Jackson, Mississippi native Angie Thomas, whose YA debut The Hate U Give hit hard in 2017, has turned her gaze on books for younger children. Nic Blake and the Remarkables: The Manifestor Prophecy (Walker) handles often familiar terrain with brio, using a cast of figures from American folklore and a smattering of Swahili.

Even pre-Harry Potter, a genre you might call “Oh no, it seems I am the chosen one!” has been a literary staple. Jackson resident Nic and her single father have often moved because of their gifts, lest unremarkables suspect there’s a magical world. But unanswered questions and her father being falsely (she hopes) accused of a crime spur Nic, her pals and her hellhound puppy on a quest to clear his name. It’s a formula, but Thomas is hardly formulaic. She strings out the tension for ages until the penny drops.

If Thomas imagines an advanced, egalitarian Black utopia called Uhuru, newcomer Pari Thomson offers up Greenwild: The World Behind the Door (Macmillan, June), where the enchantment of the natural world holds sway. There are ways in from the benighted Greyside; one of them in Kew Gardens.

Angie Thomas: ‘handles often familiar terrain with brio’
Angie Thomas: ‘handles often familiar terrain with brio’. Photograph: Imani Khayyam/The Observer

Young Daisy is left by her beloved mother at a boarding school while she goes to South America on assignment as a brave foreign correspondent. When she is reported missing, Daisy knows sinister forces are afoot; escape is paramount. She barely makes it to the Greenwild, which is under threat as never before. Thomson is half-Persian, and this richly imagined adventure blends tales of magic pomegranate seeds and eco-fear with the might of what Dylan Thomas once called “the force that through the green fuse drives the flower”.

London is the setting for two more tales of bravery. In Carnegie medal-winner Katya Balen’s The Thames and Tide Club: The Secret City (Bloomsbury), for readers at the youngest end of chapter books, London is under threat from the unquiet Thames. It’s flooding bakeries and threatening the estate Clem and her friends live on. As mudlarkers, her gang have a special relationship with the river. When Clem discovers a metal ring she has found has weird powers, they are plunged into an underwater adventure awash with puns, bumptious snails and piratical eels. Naturally, the cause of all the problems is a disgruntled aristocratic porpoise in a pink ballgown.

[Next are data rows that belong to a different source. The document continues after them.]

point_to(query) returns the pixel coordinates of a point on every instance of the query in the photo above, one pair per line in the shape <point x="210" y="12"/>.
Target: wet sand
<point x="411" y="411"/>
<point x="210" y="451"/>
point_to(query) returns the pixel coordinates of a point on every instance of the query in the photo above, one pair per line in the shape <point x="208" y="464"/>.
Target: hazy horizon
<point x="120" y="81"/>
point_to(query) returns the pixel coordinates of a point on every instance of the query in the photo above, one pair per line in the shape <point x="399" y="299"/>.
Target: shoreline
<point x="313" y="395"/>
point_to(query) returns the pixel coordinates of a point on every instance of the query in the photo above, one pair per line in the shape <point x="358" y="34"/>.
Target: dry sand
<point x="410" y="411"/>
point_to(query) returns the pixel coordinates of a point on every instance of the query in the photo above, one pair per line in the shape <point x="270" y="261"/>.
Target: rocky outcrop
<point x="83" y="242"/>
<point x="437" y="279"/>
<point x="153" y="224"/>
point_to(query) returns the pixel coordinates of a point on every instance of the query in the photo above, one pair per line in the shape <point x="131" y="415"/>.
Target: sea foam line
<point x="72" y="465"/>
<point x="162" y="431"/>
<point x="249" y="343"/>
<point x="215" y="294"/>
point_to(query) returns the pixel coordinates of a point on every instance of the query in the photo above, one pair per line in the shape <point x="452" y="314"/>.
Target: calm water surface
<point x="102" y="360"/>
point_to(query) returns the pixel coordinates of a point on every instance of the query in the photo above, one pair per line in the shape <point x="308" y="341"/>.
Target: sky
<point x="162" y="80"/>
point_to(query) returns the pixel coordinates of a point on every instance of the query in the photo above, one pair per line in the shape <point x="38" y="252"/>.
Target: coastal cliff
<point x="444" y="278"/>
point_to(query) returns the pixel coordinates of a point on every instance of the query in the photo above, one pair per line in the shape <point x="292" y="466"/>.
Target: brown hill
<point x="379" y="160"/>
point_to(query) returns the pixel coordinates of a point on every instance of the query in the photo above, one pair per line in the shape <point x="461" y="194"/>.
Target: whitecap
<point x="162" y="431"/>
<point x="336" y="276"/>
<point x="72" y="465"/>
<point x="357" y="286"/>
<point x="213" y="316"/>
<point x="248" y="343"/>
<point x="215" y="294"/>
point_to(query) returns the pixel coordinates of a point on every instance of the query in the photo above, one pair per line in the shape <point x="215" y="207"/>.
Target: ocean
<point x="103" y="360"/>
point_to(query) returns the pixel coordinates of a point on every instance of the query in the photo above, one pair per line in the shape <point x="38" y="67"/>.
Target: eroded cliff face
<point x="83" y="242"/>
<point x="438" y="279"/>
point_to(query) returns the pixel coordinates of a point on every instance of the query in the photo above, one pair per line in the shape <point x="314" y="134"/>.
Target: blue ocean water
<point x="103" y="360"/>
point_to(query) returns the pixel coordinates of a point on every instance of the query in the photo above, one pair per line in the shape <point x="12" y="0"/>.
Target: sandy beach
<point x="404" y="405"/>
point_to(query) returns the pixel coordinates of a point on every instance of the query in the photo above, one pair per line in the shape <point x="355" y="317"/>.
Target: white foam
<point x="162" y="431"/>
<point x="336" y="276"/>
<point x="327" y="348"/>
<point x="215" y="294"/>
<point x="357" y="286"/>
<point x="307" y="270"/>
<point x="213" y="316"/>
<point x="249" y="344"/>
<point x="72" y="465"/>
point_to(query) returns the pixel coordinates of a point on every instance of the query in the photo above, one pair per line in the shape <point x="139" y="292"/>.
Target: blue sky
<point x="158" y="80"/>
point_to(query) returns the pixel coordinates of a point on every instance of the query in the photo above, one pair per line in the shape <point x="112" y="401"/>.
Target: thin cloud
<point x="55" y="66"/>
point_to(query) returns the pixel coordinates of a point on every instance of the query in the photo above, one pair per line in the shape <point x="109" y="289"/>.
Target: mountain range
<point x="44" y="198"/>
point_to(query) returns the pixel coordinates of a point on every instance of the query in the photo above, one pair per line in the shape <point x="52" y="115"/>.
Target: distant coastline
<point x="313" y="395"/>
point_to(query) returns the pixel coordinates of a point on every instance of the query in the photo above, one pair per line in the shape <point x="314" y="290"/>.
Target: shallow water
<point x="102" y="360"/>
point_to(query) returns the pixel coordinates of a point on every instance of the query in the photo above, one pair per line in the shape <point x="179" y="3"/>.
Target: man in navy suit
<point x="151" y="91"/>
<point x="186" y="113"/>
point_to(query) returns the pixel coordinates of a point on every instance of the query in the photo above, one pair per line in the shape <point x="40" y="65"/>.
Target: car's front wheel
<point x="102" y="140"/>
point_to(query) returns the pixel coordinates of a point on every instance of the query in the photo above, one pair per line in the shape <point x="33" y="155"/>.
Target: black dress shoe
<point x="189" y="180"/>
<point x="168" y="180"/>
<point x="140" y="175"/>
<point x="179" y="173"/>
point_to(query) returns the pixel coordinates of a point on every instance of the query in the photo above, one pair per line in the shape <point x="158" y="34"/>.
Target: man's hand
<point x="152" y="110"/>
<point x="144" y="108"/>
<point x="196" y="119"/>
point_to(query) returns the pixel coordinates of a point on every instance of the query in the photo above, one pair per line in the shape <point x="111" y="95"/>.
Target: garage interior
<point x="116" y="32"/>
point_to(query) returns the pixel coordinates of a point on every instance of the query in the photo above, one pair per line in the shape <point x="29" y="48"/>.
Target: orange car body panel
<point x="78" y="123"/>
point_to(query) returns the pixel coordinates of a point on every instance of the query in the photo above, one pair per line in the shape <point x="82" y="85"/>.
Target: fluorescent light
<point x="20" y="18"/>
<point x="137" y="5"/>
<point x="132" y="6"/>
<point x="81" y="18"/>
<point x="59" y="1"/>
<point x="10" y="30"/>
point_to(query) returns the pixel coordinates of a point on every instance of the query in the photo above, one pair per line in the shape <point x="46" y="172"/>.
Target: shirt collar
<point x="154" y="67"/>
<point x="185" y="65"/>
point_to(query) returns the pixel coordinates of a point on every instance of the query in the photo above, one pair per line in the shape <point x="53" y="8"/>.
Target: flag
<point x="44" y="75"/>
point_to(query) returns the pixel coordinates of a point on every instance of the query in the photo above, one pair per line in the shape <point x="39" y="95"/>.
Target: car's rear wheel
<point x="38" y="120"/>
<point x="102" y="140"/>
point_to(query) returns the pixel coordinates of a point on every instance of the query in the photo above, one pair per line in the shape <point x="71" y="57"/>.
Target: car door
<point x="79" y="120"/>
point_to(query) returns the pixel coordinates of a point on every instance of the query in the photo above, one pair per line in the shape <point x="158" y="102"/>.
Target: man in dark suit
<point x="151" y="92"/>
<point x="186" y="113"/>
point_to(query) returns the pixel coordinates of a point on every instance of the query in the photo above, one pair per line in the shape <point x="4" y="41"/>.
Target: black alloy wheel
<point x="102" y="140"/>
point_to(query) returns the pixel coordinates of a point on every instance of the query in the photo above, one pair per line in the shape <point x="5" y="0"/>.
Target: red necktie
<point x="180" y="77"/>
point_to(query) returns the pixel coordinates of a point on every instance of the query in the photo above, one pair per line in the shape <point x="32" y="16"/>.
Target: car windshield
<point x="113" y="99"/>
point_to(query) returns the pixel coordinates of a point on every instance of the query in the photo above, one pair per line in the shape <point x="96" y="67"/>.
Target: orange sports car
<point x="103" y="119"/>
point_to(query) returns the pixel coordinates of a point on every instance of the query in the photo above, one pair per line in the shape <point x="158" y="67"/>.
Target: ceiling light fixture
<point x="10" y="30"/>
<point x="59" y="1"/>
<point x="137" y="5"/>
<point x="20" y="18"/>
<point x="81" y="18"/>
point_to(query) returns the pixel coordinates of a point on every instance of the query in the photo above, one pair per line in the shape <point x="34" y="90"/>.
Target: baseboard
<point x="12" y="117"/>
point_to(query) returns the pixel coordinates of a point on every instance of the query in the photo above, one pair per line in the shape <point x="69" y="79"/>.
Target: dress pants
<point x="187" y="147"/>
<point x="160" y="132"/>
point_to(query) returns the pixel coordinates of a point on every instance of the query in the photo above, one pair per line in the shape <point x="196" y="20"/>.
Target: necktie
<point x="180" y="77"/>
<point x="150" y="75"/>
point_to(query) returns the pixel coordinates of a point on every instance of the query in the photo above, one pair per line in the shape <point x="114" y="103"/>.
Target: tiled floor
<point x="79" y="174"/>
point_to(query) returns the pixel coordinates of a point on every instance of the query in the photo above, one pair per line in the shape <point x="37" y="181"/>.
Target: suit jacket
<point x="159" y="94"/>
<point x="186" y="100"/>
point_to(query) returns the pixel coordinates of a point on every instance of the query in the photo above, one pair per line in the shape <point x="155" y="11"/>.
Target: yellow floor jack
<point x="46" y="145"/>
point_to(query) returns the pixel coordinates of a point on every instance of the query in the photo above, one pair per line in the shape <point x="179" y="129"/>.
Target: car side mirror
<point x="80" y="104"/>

Set in Victorian London, Cosima Unfortunate Steals a Star (HarperCollins) – by another debutant, Laura Noakes – reinvigorates the “ghastly orphanage” genre; historical fiction with a modern eye. It’s 1899, and the empire exhibition is coming, showcasing treasure from all over the empire – treasure that is largely stolen, as young Diya, of Indian heritage, points out.

Diya, Cosima and their friends in the Home for Unfortunate Girls are worked mercilessly, rarely allowed out. But they must act given they are, for reasons unexplained, about to be handed over to the exhibition’s dodgy Lord Fitzroy. It’s a spirited fightback from the impoverished, different and disabled children as Cos and co mount a heist to buy themselves out of penury – and to solve the mystery of Cosima’s own parentage. Noakes’s matter-of-fact critique of empire and social injustice – peopled by a slew of differently abled characters – reverberates with historical detail and derring-do. A great nonfiction companion would be Stolen History: The Truth About the British Empire and How It Shapes Us (Penguin, June) by Empireland author Sathnam Sanghera. Museums and HP sauce come under scrutiny as Sanghera outlines how the school syllabus fails to engage with the legacy of empire.

Finally, one aimed at 11+ readers hungry for thrills, but not ready for full-fat YA. Once a month, children are in charge in the town of Tremorglade. The adults all “Turn” – into werewolves, AKA Rippers – and must be caged up with some raw meat and clothes until the morning when the wolfishness wears off. In Bite Risk (Simon & Schuster, June) SJ Wills proves a dab hand at world creation, sketching friendships and rivalries against a backdrop of post-disruption normality.

But why don’t people ever leave Tremorglade? Could the elderly Harold’s conspiracy theories about Seaquest, the company that provides healthcare, deliveries and pretty much everything else, have legs? Naturally, the truth tears up more certainties than the slavering beasts.